A dictionary with 'model' as the key and the history of models as the value.

get_final_architecture()

Returns the final/best architecture from the history.

Returns:

Name Type Description
obj

The final/best architecture.

get_model_size()

Returns the size of the model.

Returns:

Name Type Description
float

The size of the model in MB.

get_op_optimizer()

Method to get the optimizer of the operation. Not implemented in this class.

Raises:

Type Description
NotImplementedError

Always, as this method is not implemented.

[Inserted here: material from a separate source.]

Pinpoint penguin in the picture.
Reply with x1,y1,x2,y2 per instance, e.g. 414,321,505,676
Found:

get_zero_cost_predictors()

Creates and returns a dictionary of zero cost predictors based on the zc_names configuration.

Returns:

Name Type Description
dict

A dictionary where keys are zero cost predictor names and values are the predictor objects.

new_epoch(epoch)

Conducts one epoch of the optimization process.

Parameters:

Name Type Description Default
epoch int

The current epoch number.

required

query_zc_scores(arch)

Queries and returns the zero-cost scores for a given architecture.

Parameters:

Name Type Description Default
arch obj

The architecture to query.

required

Returns:

Name Type Description
dict

A dictionary where keys are zero cost predictor names and values are the corresponding scores.

test_statistics()

Returns the test statistics of the final architecture.

Returns:

Name Type Description
int

The raw test metric of the final architecture.

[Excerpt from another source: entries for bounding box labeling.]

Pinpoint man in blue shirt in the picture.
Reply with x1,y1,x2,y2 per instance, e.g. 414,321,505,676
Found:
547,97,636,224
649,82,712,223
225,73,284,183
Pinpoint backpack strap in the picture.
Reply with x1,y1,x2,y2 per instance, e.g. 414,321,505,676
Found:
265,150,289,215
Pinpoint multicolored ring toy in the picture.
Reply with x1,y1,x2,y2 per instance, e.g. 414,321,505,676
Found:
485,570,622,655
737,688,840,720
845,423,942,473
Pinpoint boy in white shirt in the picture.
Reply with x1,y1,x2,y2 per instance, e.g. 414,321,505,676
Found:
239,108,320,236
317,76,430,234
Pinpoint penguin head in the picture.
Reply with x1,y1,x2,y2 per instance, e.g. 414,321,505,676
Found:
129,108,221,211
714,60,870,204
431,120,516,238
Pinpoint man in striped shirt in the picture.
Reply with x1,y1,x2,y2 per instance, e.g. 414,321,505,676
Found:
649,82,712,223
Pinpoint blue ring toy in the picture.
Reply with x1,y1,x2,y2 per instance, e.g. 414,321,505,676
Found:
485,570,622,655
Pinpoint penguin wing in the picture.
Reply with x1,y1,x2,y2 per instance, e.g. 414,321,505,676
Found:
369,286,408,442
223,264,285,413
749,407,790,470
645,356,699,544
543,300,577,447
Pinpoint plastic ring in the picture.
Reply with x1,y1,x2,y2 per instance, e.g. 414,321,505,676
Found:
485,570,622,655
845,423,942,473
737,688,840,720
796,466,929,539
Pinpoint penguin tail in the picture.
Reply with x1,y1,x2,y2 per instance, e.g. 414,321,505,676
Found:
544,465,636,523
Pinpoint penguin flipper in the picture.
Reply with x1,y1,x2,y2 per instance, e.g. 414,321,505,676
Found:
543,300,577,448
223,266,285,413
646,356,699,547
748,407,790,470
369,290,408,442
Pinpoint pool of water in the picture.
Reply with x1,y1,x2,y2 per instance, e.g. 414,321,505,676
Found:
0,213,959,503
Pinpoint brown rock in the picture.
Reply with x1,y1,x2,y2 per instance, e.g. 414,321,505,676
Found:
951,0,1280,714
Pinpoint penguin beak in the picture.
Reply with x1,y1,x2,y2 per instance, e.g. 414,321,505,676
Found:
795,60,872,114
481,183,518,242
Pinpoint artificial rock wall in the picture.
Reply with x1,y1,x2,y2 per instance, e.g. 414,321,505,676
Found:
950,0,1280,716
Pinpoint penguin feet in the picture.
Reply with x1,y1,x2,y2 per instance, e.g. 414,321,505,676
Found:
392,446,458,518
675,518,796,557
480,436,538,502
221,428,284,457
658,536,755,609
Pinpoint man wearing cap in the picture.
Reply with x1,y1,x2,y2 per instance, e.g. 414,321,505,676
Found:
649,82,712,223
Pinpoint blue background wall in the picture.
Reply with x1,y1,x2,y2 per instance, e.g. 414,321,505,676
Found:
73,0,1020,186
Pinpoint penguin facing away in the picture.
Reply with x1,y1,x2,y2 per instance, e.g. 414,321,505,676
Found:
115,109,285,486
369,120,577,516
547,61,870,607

train_statistics(report_incumbent=True)

Returns the training statistics of the best architecture or the last trained one.

Parameters:

Name Type Description Default
report_incumbent bool

Whether to return the statistics of the best architecture. Defaults to True.

True

Returns:

Name Type Description
tuple

A tuple containing the training accuracy, validation accuracy, test accuracy, and training time of the architecture.